Standing NATO Maritime Group One departed Rostock, Germany after completing a scheduled port visit last week.
While in Rostock, say NATO, sailors were able to take a break from operations and enjoy some time off the ship, visiting local areas, taking tours and hosting a reception aboard SNMG1 ship, Polish frigate ORP General Kazimierz Pulaski.
In port, SNMG1 hosted a reception which included distinguished visitors and local military from the area in the hangar aboard ORP General Kazimierz Pulaski.
“One of the missions of SNMG1 is to strengthen the relationships we have among our NATO allies and partners,” said Lt. Lyndsi Gutierrez, SNMG1 public affairs officer.
“One of the many ways we accomplish that mission is through regularly scheduled port calls and engagements with our host nations, like this visit to Rostock.”
During the reception Rear Adm.
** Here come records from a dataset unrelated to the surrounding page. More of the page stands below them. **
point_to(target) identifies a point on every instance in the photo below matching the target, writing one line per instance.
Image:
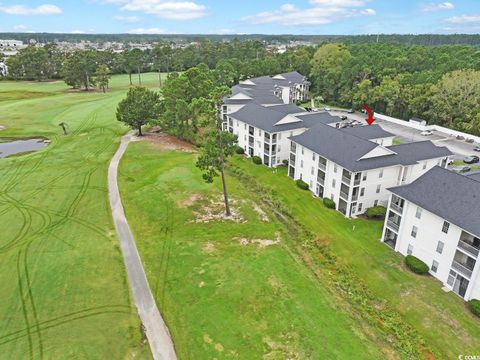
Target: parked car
(461, 168)
(471, 159)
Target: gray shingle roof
(265, 118)
(453, 197)
(345, 149)
(368, 132)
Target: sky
(241, 17)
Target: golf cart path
(156, 331)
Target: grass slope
(441, 319)
(62, 280)
(222, 299)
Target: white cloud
(45, 9)
(167, 9)
(148, 31)
(128, 19)
(464, 19)
(321, 12)
(20, 27)
(438, 6)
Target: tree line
(439, 84)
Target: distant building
(436, 218)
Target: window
(410, 249)
(446, 226)
(440, 246)
(418, 214)
(414, 231)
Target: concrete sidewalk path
(156, 331)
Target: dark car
(471, 159)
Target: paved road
(157, 333)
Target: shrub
(256, 160)
(302, 184)
(416, 265)
(474, 306)
(239, 150)
(376, 212)
(329, 203)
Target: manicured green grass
(63, 286)
(441, 319)
(222, 299)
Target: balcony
(468, 248)
(462, 269)
(393, 225)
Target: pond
(21, 146)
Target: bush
(239, 150)
(329, 203)
(256, 160)
(474, 306)
(416, 265)
(302, 184)
(376, 212)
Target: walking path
(157, 333)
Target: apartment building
(355, 166)
(436, 218)
(264, 131)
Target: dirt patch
(166, 142)
(261, 243)
(190, 201)
(208, 247)
(214, 210)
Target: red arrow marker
(370, 118)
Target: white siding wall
(425, 244)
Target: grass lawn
(63, 286)
(224, 294)
(440, 319)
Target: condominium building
(355, 166)
(436, 218)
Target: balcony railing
(468, 248)
(393, 225)
(396, 208)
(461, 269)
(343, 195)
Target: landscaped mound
(256, 160)
(474, 306)
(329, 203)
(302, 184)
(376, 212)
(416, 265)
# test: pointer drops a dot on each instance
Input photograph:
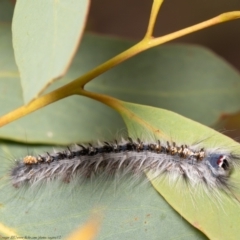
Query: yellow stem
(75, 87)
(153, 16)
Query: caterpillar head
(220, 164)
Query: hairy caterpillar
(196, 165)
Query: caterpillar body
(196, 165)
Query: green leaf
(217, 216)
(188, 79)
(6, 10)
(46, 35)
(75, 119)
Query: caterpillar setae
(196, 165)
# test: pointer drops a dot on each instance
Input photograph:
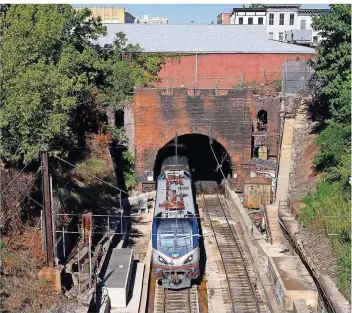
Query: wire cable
(97, 178)
(14, 179)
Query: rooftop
(313, 11)
(200, 39)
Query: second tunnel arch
(203, 163)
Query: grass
(329, 212)
(94, 166)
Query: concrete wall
(223, 70)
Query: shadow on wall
(201, 158)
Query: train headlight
(161, 260)
(189, 259)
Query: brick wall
(224, 70)
(224, 115)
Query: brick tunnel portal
(203, 163)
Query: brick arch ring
(219, 140)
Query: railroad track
(240, 291)
(176, 301)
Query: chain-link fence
(295, 76)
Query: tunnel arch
(203, 164)
(262, 120)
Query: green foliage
(56, 86)
(128, 171)
(94, 166)
(329, 208)
(329, 212)
(333, 93)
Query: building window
(271, 19)
(292, 19)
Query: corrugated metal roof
(201, 39)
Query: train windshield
(175, 236)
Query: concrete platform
(117, 277)
(135, 292)
(292, 281)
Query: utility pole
(47, 206)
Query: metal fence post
(79, 274)
(108, 224)
(90, 260)
(63, 242)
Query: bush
(328, 211)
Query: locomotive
(175, 234)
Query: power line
(14, 178)
(97, 178)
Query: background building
(153, 20)
(224, 18)
(110, 14)
(282, 22)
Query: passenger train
(175, 234)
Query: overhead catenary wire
(91, 175)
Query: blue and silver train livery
(175, 234)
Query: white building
(283, 22)
(153, 20)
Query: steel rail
(241, 254)
(237, 247)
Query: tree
(56, 85)
(333, 95)
(332, 105)
(48, 71)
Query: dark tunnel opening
(202, 162)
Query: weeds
(329, 212)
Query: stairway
(285, 161)
(272, 211)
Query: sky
(185, 13)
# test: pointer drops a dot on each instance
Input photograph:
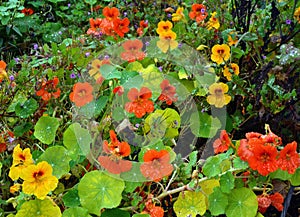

Edward Cashman, Commander of SNMG 1, spoke to the guests about the reason of NATO’s visit to Rostock.
“Rostock has a long history of being a maritime city. Even today the sea plays an important role in trade and prosperity. The sea is not a barrier that divides people and places; it’s a freeway, a great global common that connects them. The security of that global common is a primary mission of NATO, the Allied Maritime Command, and of SNMG1.”
SNMG1 is currently composed of the U.S. flagship guided-missile destroyer USS Gravely, the German navy replenishment tanker FGS Spessart, and the Polish guided-missile frigate ORP General K. Pulaski and is one of four standing maritime task groups composed of ships from various Allied countries.
These task groups form the core maritime capability of NATO’s Very High Readiness Joint Task Force (VJTF). They provide a continuous maritime capability to execute NATO missions across the spectrum of operations.